Lake County Supervisors say yes to a proposed 1.5 percent sales tax which will go to voters in June. It’ll be known as Measure G and requires a majority vote to pass. It would be a 10-year tax, unless extended by the voters. The County Administrative Officer Carol Huchingson says if it passes it could mean as much as $4.5 million a year during the decade it’s in force. The idea after several town halls and the need for funds for Public Works, roads, the Lake County Sheriff’s Office and county libraries. Those living in the unincorporated areas of the county will vote on it, those living within the incorporated areas of Lake County will not.

Pacific Gas and Electric Company doing their part to battle climate change, handing over a million dollars to the California Fire Foundation.

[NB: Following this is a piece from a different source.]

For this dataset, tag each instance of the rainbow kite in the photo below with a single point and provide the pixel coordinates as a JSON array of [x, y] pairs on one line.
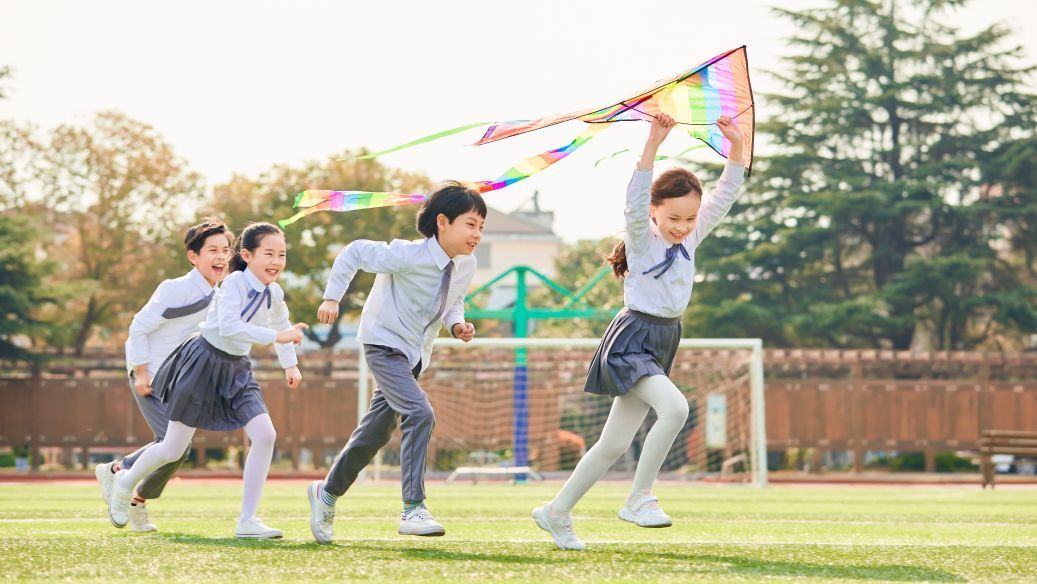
[[696, 98]]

The money to help firefighters be prepared for climate change driven disasters and fight them. The money would go to items like fire-retardant roof incentives, land-use planning, community education and grass clearing. The utility putting out a statement saying its committed to being there at every step, working to improve disaster response capabilities, helping to rebuild in the aftermath of extreme weather and natural disasters, and strengthening our communities’ resilience.

A California state senator known to many as Huggy Bear has been told to quit it. After an investigation into Senator Bob Hertzberg of Los Angeles, it came out that he was making several of his female colleagues uncomfortable. But the investigation showed the hugs by Huggy Bear or Hugsberg, as he’s been nicknamed, weren’t sexual in nature, but just unwelcome. Apparently he’s an equal opportunity hugger too, the report says, he equally hugged men and women. Thusly, the Senate Rules Committee has formally reprimanded him, telling him not to hug people anymore. And that’s that.

If staffers seem upset or need to vent, howsabout a voodoo doll? A study in the United Kingdom shows more than 12 million people have to take time off each year due to stress and anxiety due to pressure by overbearing or abusive bosses. Business experts say instead of taking time away, they should get their aggression out by using voodoo dolls. A study in the US and Canada showed by using, ‘symbolic retaliation’, workers feelings of injustice were reduced by a third. Researchers said voodoo dolls could help staff, by using a simple and harmless symbolic act of retaliation, it could make employees feel they were getting even and restoring their sense of fairness.